Opinion | Columnists

Sport shouldn't dominate news

The only thing a country proves by staging a major sporting event is that it can stage a major sporting event

  • By Michael Skapinker, Financial Times
  • Published: 00:00 June 10, 2010
  • Gulf News

Ellis Park Stadium, Johannesburg
  • Image Credit: Jacob Hernandez/Gulf News, AP
  • Ellis Park Stadium in Johannesburg. The soccer World Cup matters so much to South Africans because they want to persuade the world that their hopeful story is not over.

Who cares about the World Cup?" Nadine Gordimer, the South African novelist, said of the fiesta that begins tomorrow in her (and my) native land.
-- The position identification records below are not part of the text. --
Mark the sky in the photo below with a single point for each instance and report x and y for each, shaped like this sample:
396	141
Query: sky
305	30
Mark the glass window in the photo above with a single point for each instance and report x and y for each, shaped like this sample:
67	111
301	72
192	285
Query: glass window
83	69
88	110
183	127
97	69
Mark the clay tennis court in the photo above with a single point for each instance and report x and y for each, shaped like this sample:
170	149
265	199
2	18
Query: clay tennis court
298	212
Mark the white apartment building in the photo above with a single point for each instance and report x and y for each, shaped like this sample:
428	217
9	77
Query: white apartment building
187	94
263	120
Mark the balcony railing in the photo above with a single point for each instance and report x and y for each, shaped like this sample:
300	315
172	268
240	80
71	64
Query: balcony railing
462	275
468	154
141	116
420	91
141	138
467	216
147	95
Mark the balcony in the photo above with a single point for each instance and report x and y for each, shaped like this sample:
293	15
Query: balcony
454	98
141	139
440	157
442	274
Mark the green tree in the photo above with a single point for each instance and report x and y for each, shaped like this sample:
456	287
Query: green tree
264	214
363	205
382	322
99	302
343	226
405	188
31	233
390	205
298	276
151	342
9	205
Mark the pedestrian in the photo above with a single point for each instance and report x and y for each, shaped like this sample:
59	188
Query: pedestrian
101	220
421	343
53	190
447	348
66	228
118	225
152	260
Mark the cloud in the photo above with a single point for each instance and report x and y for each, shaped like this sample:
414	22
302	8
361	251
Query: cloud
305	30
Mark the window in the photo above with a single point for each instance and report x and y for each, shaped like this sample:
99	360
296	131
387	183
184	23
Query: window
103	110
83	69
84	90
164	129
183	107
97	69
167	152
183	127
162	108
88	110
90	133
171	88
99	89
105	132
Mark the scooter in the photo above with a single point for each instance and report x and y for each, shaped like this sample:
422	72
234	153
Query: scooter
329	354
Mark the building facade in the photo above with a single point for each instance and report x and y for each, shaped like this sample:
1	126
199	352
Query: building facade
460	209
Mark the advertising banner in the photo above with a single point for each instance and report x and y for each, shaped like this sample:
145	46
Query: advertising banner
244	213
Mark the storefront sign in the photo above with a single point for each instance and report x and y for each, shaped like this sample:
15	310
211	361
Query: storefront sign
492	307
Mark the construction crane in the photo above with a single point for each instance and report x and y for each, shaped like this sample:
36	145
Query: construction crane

The Guardian, which relayed her comment from the Hay Festival, reported that "a thousand people in the audience roared their approval".
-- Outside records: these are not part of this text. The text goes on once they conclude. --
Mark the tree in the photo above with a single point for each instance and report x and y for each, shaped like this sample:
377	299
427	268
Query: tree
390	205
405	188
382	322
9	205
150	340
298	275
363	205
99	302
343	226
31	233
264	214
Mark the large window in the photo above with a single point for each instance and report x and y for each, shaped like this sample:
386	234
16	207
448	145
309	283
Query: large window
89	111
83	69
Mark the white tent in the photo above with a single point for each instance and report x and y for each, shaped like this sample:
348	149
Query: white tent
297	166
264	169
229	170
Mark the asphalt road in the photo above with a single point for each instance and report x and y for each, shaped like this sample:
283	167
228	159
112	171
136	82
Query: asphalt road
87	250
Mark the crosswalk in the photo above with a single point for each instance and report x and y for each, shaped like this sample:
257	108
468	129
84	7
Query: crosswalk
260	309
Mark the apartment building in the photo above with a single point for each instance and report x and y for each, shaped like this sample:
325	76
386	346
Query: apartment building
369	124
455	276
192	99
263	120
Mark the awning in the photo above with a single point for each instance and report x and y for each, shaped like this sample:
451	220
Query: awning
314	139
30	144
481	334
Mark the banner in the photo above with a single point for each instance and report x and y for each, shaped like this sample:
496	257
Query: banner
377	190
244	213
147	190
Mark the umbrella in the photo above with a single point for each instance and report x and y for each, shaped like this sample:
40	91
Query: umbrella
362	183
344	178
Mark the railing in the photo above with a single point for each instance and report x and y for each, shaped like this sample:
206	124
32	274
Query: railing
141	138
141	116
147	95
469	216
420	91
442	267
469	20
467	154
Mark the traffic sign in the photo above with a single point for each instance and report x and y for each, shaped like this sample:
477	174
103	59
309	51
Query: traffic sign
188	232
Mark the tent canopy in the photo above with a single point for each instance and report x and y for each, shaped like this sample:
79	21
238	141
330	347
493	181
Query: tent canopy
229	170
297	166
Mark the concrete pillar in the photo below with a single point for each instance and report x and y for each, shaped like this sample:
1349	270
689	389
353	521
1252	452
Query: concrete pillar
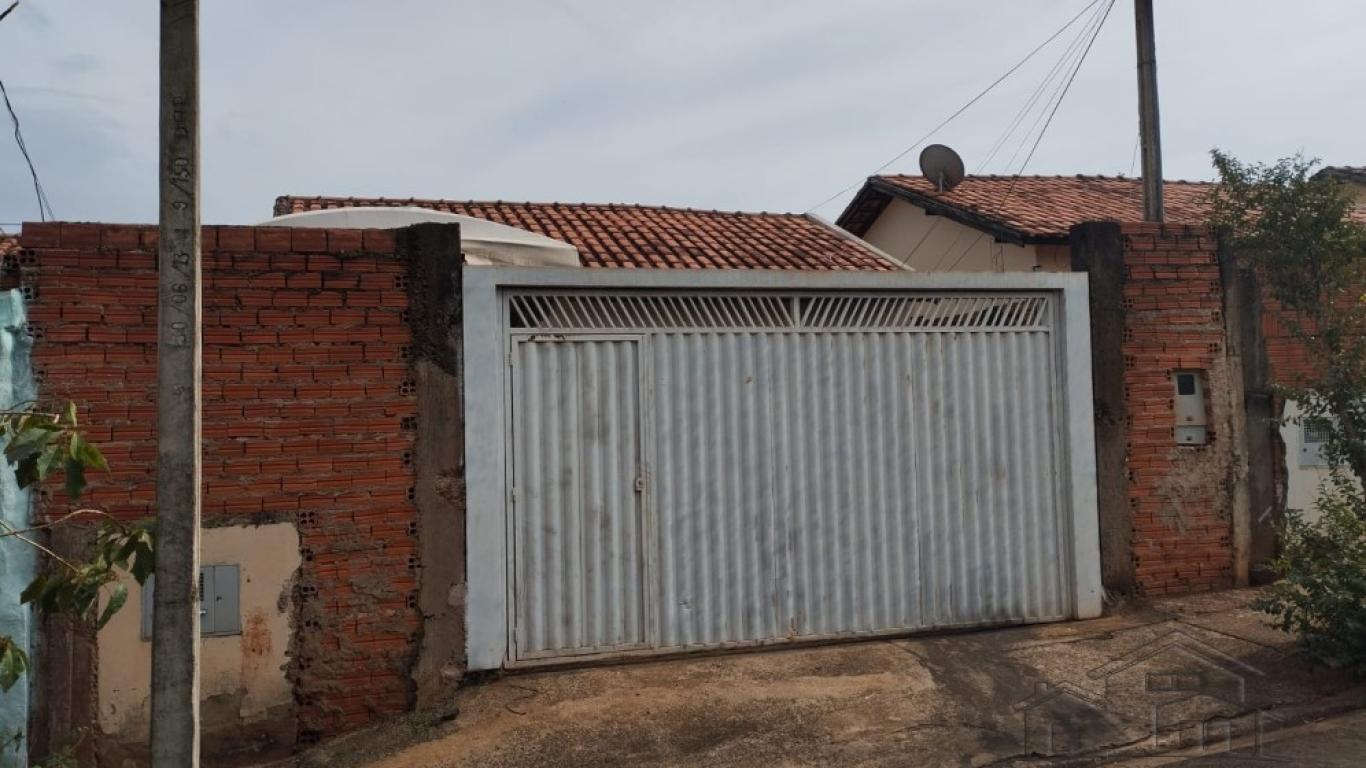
1262	450
432	253
1098	250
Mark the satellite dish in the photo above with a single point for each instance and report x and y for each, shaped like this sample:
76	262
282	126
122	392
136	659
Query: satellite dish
941	166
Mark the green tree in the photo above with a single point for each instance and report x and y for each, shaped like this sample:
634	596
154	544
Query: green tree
1302	235
38	446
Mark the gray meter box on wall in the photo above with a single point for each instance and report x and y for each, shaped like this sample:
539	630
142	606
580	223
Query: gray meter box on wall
1191	428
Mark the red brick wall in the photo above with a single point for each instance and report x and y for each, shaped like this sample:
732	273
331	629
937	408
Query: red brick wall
1286	355
1179	495
308	417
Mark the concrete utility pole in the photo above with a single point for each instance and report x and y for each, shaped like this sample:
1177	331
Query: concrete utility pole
1149	125
175	623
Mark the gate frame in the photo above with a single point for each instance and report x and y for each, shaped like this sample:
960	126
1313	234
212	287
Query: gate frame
486	439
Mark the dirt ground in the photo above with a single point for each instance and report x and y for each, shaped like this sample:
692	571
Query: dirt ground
1206	670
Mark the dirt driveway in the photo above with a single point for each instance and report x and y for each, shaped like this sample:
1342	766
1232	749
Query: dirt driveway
1075	692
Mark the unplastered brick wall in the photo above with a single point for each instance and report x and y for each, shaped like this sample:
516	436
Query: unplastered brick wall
1179	495
309	414
1286	354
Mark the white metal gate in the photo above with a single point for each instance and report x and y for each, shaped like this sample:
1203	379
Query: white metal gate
690	470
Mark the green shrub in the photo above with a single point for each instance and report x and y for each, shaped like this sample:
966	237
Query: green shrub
1321	593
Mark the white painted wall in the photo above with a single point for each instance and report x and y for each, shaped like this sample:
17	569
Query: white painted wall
937	243
247	668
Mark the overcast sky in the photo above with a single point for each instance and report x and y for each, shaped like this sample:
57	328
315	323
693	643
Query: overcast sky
732	104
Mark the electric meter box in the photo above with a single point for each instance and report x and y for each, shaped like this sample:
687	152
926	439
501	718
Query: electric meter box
1191	428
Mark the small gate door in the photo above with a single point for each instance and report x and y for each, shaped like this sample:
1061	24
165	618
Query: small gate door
577	500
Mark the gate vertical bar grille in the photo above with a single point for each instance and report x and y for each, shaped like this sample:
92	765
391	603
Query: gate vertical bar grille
820	465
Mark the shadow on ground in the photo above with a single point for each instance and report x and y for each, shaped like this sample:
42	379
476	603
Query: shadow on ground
1148	678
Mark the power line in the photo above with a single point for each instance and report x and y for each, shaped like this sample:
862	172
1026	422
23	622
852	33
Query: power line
963	108
1047	123
1060	66
44	207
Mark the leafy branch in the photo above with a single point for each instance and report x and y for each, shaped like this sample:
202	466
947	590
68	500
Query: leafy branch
40	444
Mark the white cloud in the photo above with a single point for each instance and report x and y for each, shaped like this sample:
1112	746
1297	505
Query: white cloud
750	104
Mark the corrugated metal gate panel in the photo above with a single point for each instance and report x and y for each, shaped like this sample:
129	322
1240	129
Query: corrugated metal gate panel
577	521
814	466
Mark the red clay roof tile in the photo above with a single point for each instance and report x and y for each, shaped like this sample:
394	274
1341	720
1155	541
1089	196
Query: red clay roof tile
646	235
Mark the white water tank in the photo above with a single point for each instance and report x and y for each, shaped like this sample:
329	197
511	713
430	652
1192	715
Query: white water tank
481	241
I can see her point. If you do not care for football, a month of it is a lot to bear. But I would be surprised if Gordimer, a Nobel Prize-winning story-teller, failed to see the World Cup's narrative potential.
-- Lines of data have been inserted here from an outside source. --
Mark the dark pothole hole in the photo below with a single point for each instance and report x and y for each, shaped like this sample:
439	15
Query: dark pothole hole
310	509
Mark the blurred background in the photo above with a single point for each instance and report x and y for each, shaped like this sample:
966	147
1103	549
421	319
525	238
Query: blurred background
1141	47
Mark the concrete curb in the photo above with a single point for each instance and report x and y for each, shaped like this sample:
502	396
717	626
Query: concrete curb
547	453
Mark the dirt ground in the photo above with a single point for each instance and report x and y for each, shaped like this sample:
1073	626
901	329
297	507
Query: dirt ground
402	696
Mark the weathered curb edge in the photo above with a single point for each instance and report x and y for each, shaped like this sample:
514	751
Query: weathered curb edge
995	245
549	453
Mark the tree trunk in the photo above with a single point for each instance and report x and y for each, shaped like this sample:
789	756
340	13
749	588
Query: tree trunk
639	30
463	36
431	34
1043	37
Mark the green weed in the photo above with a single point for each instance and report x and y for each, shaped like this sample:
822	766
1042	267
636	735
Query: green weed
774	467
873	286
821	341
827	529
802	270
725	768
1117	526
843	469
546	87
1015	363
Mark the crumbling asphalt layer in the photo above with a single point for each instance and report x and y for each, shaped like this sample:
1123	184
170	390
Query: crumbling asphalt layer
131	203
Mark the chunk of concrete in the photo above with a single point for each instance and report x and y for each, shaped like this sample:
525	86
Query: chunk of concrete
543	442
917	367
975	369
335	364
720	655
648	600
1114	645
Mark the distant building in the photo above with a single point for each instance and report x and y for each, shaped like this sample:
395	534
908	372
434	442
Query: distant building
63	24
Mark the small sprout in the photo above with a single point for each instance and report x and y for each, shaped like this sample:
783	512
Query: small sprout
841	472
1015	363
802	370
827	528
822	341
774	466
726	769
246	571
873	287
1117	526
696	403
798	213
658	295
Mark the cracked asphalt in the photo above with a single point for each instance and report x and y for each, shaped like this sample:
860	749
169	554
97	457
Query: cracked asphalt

All major sporting encounters are dramas, with sudden astonishments (Zola Budd colliding with Mary Decker at the 1984 Olympic Games), affecting vulnerabilities (Paul Gascoigne's 1990 World Cup tears) and heroes reduced to villainy (France's Zinedine Zidane headbutting Italy's Marco Materazzi in the 2006 World Cup final).

Blockbuster potential

If each match is a story, a global tournament is, in the hands of a skilled narrator, a blockbuster. Nelson Mandela grasped this when he stepped on to the field at Johannesburg's Ellis Park wearing a Springbok jersey before the 1995 rugby World Cup final — a gesture that persuaded many Afrikaner die-hards to accept the new order and inspired this year's Hollywood movie Invictus.

The soccer World Cup matters so much to South Africans because they want to persuade the world that their hopeful story is not over. For all its democratic achievements, South Africa is still notorious for car-jackings, power cuts and continuing divisions.

Presenting a cheerful face to the world, ensuring the visitors' safety and keeping the floodlights on will be something to boast about. Anything else (and a stampede at a pre-tournament friendly on Sunday was not a good start) will not.

Where the World Cup resisters are right is that sport has no impact on what happens next. The Olympic Games are over in weeks, the World Cup in a month. Life then goes on, and a successful Games or Cup is no guide to how countries live it.

It has been said that the only thing playing chess makes you better at is chess — and the only thing a country proves by staging a successful sporting event is that it can stage a successful sporting event. It is not easy, but it is no guarantee of the future either. Greece hosted an accomplished Olympic Games in 2004, and, as those die-hard Afrikaners say, kyk hoe lyk hy nou — look at it now.

What happens to the teams tells us even less. That South African World Cup rugby glow gave way to everyday reality. Italy's winning of the 2006 football World Cup did not save it from national debt.

Yet the sense that life is a series of stories, with beginnings, ends and morals to learn, lies deep. When the US plays its opening game against England on June 12, many Americans will be looking elsewhere — and not just because soccer is not yet as popular in the US as its promoters had hoped. It will be because there is a more urgent drama: the oil spill from BP's well in the Gulf of Mexico.

When the Deepwater Horizon rig exploded in April, killing 11, it did not, at first, attract the attention it merited, probably because we thought it would be swiftly dealt with. Those of us who remember John Wayne playing Paul ‘Red' Adair in the 1968 movie Hellfighters knew that daredevils had been capping wells for decades.

The first few BP efforts failed, but that did not stop people plotting the movie's next scene. We even had its title — Top Kill — which is what BP called its plan to stem the oil by pumping heavy drilling fluid into the leak.

A promising lead character, Pat Campbell, a one-time associate of Adair's, told The New York Times from a command centre in Houston that the well needed to learn who was boss. It had to be told: "I'm here, I'm touching you, I'm telling you you're dead".

Failure

If only. Top Kill failed. Instead, we had BP's placing last week of a lower marine riser package containment cap, which is not as catchy a movie title, but looks, finally, like being able to siphon off some of the escaping oil.

Even if it works perfectly, the damage will continue for months, if not longer, afflicting sea and bird life, beaches, fishing and tourism.

The damaged communities, understandably, want someone to pay a price. Hence President Barack Obama's vow that BP will not only make good all the damage but will, if necessary, face the might of the criminal law.

If anyone has been negligent, it is right to hold them to account. There is another possibility: that drilling 5,000 feet underwater, we, as a species, are out of our depth.

The story of how to reconcile our unslakeable thirst for oil with our collective abhorrence of risk would be a complex and subtle tale — a late-career challenge for Gordimer, perhaps. She is right: by comparison, football is only a game.